I panicked. Started reading about personal finance. Got serious about saving.

I was earning well, so rebuilding wasn't difficult. But I swung to the other extreme – suddenly afraid to spend on anything.

That's when she helped me understand something I'd never learned:

It's okay to enjoy things. Slowly. Without shame.

It's okay to say “I like this” instead of “I'm grateful for anything.”

It's okay to have a favorite restaurant. A preferred seat. An opinion.

One day in 2025, we were shopping and I kept looking at this watch. $1,500.

I liked it. I really liked it.

But I wasn't going to buy it.

“Just buy it,” she said.

“It's too expensive.”

“You like it. You can afford it. Buy it.”

I bought it. And it felt strange – buying something just because I wanted it. Not because I needed it. Not because someone was getting married. Just because I liked it.

We went to Dubai recently.

We went to this amazing Indian restaurant in Dubai Mall.

We ordered so many things.
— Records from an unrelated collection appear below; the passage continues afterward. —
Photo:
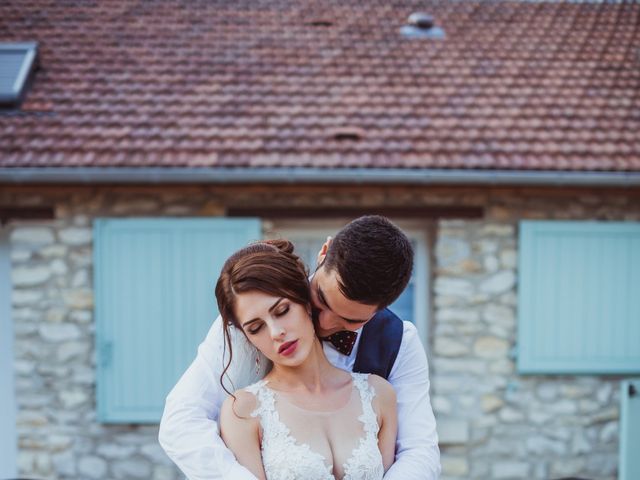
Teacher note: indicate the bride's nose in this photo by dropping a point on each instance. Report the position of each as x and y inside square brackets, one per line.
[277, 331]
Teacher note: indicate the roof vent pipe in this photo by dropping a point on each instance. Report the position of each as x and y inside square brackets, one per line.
[420, 20]
[421, 25]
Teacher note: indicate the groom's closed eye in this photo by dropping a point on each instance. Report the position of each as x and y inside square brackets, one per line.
[324, 302]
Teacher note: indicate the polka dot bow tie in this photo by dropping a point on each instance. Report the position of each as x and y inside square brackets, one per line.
[343, 341]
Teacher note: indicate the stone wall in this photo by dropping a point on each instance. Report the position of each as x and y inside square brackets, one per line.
[493, 422]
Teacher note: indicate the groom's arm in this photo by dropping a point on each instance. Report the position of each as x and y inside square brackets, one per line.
[189, 429]
[417, 453]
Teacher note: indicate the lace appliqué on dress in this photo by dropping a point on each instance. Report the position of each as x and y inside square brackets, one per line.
[286, 459]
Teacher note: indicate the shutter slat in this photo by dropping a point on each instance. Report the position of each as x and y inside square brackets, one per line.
[579, 297]
[154, 286]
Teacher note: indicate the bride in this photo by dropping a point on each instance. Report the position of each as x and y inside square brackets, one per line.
[306, 419]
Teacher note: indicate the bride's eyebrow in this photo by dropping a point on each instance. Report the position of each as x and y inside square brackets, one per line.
[271, 308]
Tried dishes we'd never had.

And here's the part that would have been impossible before:

We left 2-3 dishes because we didn't like them.
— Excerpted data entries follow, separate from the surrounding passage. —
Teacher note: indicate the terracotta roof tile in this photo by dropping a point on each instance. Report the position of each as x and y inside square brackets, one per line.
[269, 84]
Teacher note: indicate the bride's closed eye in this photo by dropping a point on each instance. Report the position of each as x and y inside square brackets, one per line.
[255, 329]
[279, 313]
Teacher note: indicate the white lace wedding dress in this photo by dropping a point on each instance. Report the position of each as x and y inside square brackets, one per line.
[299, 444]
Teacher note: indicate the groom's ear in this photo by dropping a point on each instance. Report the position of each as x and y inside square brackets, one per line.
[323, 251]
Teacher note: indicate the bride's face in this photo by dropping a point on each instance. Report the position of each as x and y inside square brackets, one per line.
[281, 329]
Small portions, but still – we LEFT food.

Growing up, if I put something on my plate, I finished it. Regardless of how it tasted.

Not because of values or environment. Because I was grateful to have anything on my plate at all.

But in Dubai, I had permission to not like something.

Permission to waste a little.

Permission to have an opinion.


The Transformation

My wardrobe now:

I have clothes specifically for airports.

I have clothes for long-distance travel, sorted by weather AND location.

Beach clothes. Multiple swimming costumes.

Socks of different shapes, sizes, and textures.

Undergarments specifically for slightly transparent shorts so they don't look bad.

Three different watches – one for running, one for everyday, one for parties.

And right now? I have 2-3 pairs of clothes sitting in my almirah that I haven't even worn yet. Bought them a month ago. Just sitting there.

The kid who had “summer or winter” now has granular categories for everything.

From one dal, one sabji to eating at so many different restaurants I've lost count.

From occasion-based clothes to unworn outfits in my closet.

From LTC trips every 3-4 years to visiting so many places in India I cannot count. To traveling to multiple countries across the world.


Both Things Can Be True

I feel grateful for everything.

Grateful for my parents who gave us those LTC trips even when money was tight.

Grateful for my sisters who sat with me at that corner table.

Grateful for my girlfriend who showed me I could have preferences without losing gratitude.

Because here's what I figured out:

The corner table taught me gratitude.

But gratitude without preferences isn't humility.

It's just never learning what you actually want.

When I look at those 3 watches, those texture-sorted socks, those unworn clothes – I don't feel guilty.

I feel happy. Proud. Free.

Free to choose. Free to have opinions. Free to leave food I don't like.


If I could talk to that anxious kid in the Darjeeling restaurant, staring at the stained menu, sitting in the corner hoping nobody notices us...

I'd tell him: One day you'll leave food you don't like, and you won't feel bad about it.